Had to make a number of changes in the nginx config to have it run first with HTTP so that LetsEncrypt can provide me the certifications. If I start nginx first only with HTTPS, then because there are no certs, it goes in a crashback loop. Restarts a lot. Hence, to get SSL working, the reverse proxy has to run in HTTP mode first. Once the certificates were provisioned, I got Claude Code to make the SSL versions again and re-deployed with SSL enabled.

And it all.. worked. I've got 2 applications on the same VM served through different sub-domains (https://bookmarks.hamzamoiyadi.dev & https://notes.hamzamoiyadi.dev). I think there's only 1 step remaining and that is to figure out if there's a way to have both https and http versions running at the same time, but the http version should only be accessible when doing the LetsEncrypt stuff.

Claude Code has given a cron statement that i've added the GCP VM.

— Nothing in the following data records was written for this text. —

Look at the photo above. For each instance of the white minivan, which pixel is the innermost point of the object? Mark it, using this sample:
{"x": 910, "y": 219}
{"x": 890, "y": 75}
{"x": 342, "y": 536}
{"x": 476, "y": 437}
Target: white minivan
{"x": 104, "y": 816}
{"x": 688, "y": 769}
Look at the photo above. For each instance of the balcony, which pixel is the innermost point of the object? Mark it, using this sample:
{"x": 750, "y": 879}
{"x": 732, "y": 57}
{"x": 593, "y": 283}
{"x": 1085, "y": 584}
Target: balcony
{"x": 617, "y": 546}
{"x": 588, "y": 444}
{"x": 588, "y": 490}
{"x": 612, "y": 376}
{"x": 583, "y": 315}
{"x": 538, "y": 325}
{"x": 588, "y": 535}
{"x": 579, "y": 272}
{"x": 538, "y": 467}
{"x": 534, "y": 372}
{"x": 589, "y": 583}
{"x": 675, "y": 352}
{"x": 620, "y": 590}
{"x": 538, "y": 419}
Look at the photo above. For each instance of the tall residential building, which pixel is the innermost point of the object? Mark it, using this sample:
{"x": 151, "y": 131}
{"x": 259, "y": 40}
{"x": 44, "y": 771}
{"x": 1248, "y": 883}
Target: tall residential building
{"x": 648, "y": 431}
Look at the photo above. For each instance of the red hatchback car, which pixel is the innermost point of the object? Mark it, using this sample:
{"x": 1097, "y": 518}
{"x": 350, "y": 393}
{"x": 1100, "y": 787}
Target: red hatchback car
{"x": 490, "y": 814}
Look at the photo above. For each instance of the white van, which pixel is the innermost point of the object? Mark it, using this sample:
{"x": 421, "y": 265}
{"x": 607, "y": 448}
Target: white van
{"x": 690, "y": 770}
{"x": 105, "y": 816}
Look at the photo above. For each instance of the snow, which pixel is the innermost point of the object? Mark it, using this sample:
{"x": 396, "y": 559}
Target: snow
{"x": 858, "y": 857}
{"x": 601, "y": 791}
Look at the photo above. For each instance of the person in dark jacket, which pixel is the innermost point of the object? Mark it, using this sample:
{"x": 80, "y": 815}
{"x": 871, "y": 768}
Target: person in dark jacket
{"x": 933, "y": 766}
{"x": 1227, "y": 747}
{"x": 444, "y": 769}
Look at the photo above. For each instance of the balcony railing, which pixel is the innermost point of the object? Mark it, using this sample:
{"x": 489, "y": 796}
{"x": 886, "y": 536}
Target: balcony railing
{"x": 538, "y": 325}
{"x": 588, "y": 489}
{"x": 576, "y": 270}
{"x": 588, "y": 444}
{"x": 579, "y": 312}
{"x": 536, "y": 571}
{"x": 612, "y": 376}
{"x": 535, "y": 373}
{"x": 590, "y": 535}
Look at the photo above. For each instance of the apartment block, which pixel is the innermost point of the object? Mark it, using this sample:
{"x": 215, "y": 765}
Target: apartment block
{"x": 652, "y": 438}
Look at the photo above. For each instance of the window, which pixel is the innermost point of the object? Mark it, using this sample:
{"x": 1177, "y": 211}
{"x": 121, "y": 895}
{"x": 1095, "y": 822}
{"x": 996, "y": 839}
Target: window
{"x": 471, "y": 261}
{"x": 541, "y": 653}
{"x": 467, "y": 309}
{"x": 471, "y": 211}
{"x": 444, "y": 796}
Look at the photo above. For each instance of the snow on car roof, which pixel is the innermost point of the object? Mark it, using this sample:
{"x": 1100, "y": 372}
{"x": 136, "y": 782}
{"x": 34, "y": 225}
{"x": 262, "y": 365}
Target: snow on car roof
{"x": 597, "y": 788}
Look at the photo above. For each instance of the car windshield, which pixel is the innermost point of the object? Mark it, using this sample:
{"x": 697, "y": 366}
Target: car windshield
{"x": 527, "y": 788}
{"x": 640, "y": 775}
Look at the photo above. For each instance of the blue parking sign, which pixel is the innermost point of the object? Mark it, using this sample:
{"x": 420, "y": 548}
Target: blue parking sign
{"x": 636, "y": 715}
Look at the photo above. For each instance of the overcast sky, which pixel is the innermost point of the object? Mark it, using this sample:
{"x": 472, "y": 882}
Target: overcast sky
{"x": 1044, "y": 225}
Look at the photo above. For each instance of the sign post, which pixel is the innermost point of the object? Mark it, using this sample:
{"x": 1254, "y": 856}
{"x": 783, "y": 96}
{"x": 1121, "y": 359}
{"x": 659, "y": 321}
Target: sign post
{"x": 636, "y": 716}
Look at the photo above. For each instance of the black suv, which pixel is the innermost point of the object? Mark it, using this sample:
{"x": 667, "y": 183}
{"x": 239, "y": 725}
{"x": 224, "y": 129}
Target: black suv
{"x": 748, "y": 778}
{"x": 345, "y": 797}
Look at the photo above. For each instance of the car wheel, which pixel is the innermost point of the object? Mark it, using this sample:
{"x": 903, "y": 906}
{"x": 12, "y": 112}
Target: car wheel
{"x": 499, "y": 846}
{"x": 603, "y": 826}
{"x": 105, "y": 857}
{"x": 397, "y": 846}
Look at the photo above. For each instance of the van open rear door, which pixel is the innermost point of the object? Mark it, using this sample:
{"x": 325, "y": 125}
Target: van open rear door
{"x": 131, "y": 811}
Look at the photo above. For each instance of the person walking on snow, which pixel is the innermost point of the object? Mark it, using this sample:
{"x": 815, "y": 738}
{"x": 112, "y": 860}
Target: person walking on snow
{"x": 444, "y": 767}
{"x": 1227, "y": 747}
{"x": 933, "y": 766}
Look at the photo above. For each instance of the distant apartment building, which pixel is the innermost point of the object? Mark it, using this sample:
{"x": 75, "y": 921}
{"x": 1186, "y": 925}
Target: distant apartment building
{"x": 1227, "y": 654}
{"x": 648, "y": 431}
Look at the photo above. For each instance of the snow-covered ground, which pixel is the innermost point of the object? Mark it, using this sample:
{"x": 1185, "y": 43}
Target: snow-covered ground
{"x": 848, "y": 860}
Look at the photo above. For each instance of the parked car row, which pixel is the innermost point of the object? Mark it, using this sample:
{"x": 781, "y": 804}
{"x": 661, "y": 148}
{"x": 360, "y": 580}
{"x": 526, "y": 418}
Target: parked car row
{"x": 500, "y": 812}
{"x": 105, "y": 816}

 0 12 * * * cd /home/hamza.moiyadi/public-webapps && docker compose run --rm certbot renew --quiet && docker compose exec nginx nginx -s reload

This basically means "Every day at 12:00pm, navigate to the /home/... directory, and run the certbot container through docker compose with the command to renew certificates. After that, reload the nginx reverse proxy container". Didn't really like this coz I don't want nginx to reload everyday. Idk, doesn't sit right with me.

Got the edited version here:

0 12 * * * cd /home/hamza.moiyadi/public-webapps && docker compose run --rm certbot renew --quiet --renew-hook "docker compose exec nginx nginx -s reload"

The --renew-hook option on the certbot container runs the command in double quotes ONLY if the certificates are actually renewed.

All that's left now is to check again every few days to see if everything is working fine, and do certificates renew after 90 days or not[1].